Binding of PML-RARα and corepressors to the endogenous RARβ2 promoter. (A) Western blot analysis of total cell lysates derived from mock and HDAC3 interference RNA APL cells. Human NB4 leukemic cells were infected with a retroviral construct generating HDAC3-specific small hairpin RNA (pRS HDAC3) or the empty vector (pRS) and selected with puromycin for 3 days. Equal amounts of cell extract from mock and interference RNA cells were blotted with antibodies indicated. (B) Knock-down of HDAC3 in APL cells affects RARβ2 H3 acetylation levels. HDAC3 interference RNA cells (pRS HDAC3) or control cell (pRS) were subjected to ChIP analysis, as indicated. The promoter of RARβ2 was amplified with real-time PCR. Error bars indicate the standard deviation obtained from three independent experiments. (C) Knock-down of HDAC3 in APL cells affects RARβ2 promoter activity. Total RNA was prepared from cells as in A, and RARb2 gene expression was analyzed relative to GAPDH control by quantitative real-time PCR. Results are expressed as the mean ± SEM of two independent experiments performed in duplicate. (D) RA induces release of the PML-RARα corerepressor complex. NB4 cells were treated or not with RA (1 μM) for 24 h and then subjected to ChIP analysis, as indicated. The promoter of RARβ2 was amplified with real-time PCR. Error bars indicate the standard deviation obtained from three to five independent experiments. (E) PML-RARα recruits MBD1 to the RARβ25′ region.

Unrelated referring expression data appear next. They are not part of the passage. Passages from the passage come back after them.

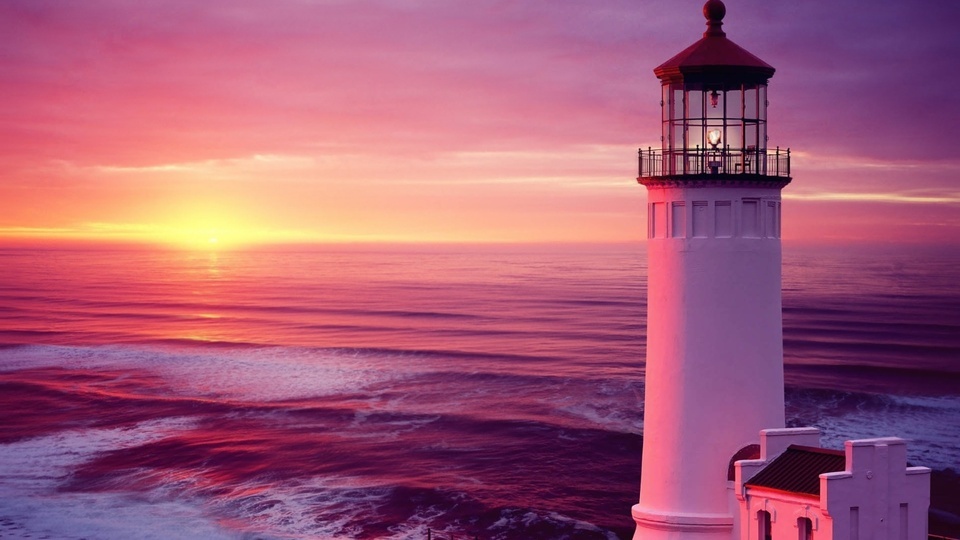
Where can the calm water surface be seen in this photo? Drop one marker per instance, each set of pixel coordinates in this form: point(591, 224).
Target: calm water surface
point(375, 393)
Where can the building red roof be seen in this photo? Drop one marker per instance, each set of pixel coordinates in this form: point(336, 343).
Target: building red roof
point(798, 469)
point(714, 56)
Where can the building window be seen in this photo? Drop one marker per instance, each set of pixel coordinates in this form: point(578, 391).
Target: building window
point(763, 523)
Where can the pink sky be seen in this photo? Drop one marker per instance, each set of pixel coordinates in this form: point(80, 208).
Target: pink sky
point(438, 120)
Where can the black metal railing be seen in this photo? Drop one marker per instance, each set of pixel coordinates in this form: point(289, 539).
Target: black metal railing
point(699, 161)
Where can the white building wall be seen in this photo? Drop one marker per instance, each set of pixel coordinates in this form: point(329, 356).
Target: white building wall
point(714, 367)
point(878, 497)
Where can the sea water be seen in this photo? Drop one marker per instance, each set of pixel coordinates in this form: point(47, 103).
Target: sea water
point(378, 392)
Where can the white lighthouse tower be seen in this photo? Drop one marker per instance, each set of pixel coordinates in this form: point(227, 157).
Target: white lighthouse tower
point(714, 366)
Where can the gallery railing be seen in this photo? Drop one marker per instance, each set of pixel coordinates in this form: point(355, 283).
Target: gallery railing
point(699, 161)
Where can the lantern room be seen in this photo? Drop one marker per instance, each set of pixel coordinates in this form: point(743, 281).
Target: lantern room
point(714, 110)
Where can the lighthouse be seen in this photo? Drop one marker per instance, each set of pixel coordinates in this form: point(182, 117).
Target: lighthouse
point(714, 365)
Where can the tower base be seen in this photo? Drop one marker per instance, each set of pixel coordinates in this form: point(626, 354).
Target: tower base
point(655, 525)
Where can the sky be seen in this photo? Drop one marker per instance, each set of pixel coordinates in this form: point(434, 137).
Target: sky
point(243, 121)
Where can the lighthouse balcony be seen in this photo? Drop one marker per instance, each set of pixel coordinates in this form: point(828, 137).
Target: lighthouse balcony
point(699, 162)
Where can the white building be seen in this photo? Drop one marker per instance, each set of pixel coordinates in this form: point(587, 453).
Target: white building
point(714, 367)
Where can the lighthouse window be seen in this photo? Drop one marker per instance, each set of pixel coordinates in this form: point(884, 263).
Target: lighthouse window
point(805, 528)
point(750, 218)
point(763, 524)
point(750, 103)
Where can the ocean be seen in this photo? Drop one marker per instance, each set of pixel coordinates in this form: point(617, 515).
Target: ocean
point(380, 392)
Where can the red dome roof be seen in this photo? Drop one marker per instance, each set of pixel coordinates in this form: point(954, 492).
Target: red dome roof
point(714, 59)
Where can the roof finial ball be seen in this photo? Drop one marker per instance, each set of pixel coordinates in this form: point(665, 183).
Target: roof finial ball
point(714, 10)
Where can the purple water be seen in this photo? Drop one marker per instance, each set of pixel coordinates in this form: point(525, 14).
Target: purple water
point(365, 394)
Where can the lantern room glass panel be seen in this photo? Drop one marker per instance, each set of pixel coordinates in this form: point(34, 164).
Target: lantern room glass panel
point(718, 123)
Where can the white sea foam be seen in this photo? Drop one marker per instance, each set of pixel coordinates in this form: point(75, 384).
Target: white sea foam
point(259, 374)
point(930, 424)
point(31, 506)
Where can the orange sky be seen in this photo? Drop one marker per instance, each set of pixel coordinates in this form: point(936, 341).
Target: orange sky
point(381, 120)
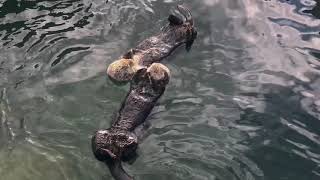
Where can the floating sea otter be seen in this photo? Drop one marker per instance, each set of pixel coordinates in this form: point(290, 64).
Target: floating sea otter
point(155, 48)
point(119, 142)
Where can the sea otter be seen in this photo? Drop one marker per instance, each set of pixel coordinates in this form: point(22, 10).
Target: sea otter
point(155, 48)
point(119, 142)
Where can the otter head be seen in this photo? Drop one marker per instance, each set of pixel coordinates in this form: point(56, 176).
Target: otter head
point(112, 144)
point(184, 29)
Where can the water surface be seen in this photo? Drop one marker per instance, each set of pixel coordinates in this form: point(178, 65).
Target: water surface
point(244, 104)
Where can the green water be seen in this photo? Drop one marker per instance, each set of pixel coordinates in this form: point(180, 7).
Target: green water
point(243, 104)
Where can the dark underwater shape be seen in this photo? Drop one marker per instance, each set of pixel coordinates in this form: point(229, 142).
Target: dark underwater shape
point(119, 142)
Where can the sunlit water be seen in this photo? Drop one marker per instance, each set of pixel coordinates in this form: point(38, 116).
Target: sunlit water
point(244, 104)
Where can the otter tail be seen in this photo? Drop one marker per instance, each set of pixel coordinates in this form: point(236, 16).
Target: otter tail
point(117, 171)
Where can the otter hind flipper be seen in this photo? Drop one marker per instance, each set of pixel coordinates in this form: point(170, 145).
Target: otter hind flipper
point(174, 20)
point(192, 35)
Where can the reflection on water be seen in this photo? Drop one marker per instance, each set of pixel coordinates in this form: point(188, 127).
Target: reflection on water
point(243, 104)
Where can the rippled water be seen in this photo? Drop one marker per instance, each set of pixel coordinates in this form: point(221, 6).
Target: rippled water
point(244, 104)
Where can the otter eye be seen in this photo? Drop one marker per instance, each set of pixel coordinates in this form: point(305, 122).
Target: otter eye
point(131, 138)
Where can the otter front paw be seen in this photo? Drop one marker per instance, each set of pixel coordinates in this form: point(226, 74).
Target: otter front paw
point(122, 70)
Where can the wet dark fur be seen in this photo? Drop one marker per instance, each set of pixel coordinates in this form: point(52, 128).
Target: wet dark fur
point(113, 145)
point(175, 34)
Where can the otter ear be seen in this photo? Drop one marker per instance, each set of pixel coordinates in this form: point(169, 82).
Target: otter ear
point(129, 54)
point(174, 20)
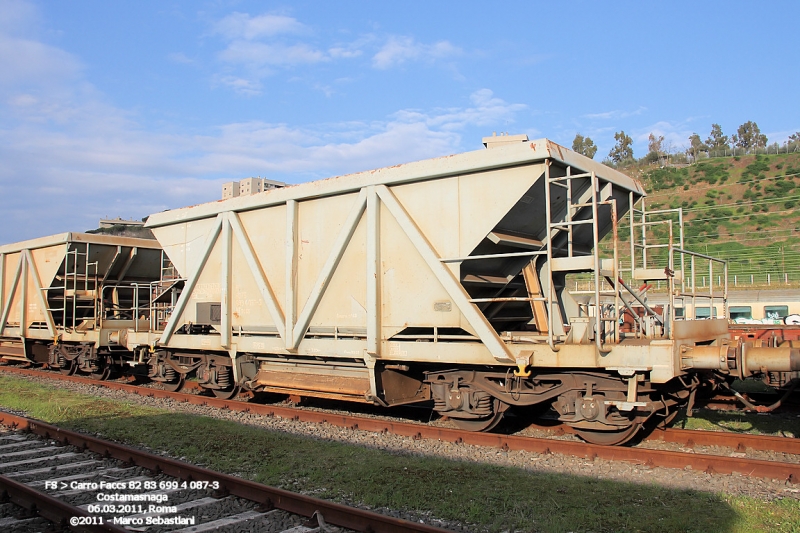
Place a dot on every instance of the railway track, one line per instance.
(88, 484)
(688, 439)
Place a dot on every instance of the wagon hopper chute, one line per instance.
(68, 300)
(442, 281)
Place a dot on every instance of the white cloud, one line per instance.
(400, 49)
(180, 57)
(242, 26)
(486, 110)
(70, 158)
(241, 85)
(17, 17)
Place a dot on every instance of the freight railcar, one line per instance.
(442, 281)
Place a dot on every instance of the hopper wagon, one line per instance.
(69, 300)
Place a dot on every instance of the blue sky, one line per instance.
(128, 108)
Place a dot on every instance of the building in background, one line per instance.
(110, 222)
(248, 186)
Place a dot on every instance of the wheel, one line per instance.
(68, 368)
(226, 394)
(613, 437)
(175, 384)
(482, 424)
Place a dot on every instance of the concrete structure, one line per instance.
(249, 186)
(83, 291)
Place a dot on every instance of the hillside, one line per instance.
(743, 209)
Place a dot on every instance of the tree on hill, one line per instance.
(749, 136)
(696, 146)
(716, 140)
(655, 148)
(623, 150)
(584, 145)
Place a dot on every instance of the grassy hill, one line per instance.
(744, 209)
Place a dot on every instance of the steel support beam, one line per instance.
(291, 273)
(324, 278)
(254, 265)
(180, 306)
(373, 272)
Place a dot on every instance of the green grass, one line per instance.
(730, 203)
(494, 498)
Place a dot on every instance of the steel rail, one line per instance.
(50, 508)
(653, 458)
(268, 497)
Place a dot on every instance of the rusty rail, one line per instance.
(51, 508)
(268, 497)
(652, 458)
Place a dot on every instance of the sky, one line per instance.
(123, 109)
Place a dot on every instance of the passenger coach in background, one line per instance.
(443, 282)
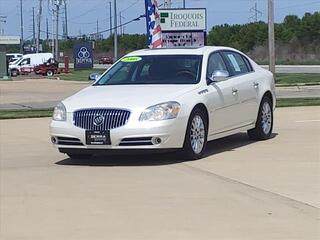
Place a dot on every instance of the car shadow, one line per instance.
(229, 143)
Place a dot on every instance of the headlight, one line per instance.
(162, 111)
(59, 113)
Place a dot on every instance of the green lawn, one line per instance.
(79, 75)
(298, 102)
(291, 79)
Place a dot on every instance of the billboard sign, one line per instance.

U937-PR9 cells were treated with Zn (0 h, 4 h, and 24 h) and then subjected to ChIP analysis. The promoter region and exon of RARβ2 were amplified with real-time PCR. Error bars indicate the standard deviation obtained from three independent experiments.

Fig. 4.

MBD1 cooperates with PML-RARα-mediated block of hematopoietic differentiation. (A) U937-PR9 cells, after retroviral infection with MBD1 and MBD1 mutants or empty vector, were treated or not with Zn for 16 h, as indicated. Infected cells were treated either with vitamin D and TGFβ (blue bars) or with vehicle alone (ethanol, white bars). Cell differentiation was evaluated by quantitative expression of CD14 antigen (11). Error bars represent the standard deviation from the mean for triplicate experiments. (B) Model of promoter repression and activation mechanisms in leukemia. The oncoprotein PML-RARα binds to a well defined DNA sequence (5) and recruits NCoR, which in turn serves as platform for the interaction with HDAC3 and corepressors. The N-terminal region of HDAC3 is additionally responsible for the interaction with the TRD of MBD1. Similarly, PML establishes interaction with DNMTs (9). The activity of these corepressors leads to hypoacetylation of histone tails, DNA methylation (depicted by green lollipop), and transcriptional silencing. Methylated CpGs are potential docking sites for MBD1, which can in turn recruit further repressor enzymes. The progression wave of the proposed mechanism might “close” the chromatin structure and influence neighboring genes. Administration of RA, alone or in combination with TSA/5-Aza-dC, induces release of the corepressor complex and promotes recruiting of the coactivators containing histone acetyltransferases (HAT) and ATP-dependent chromatin remodeling activity (40).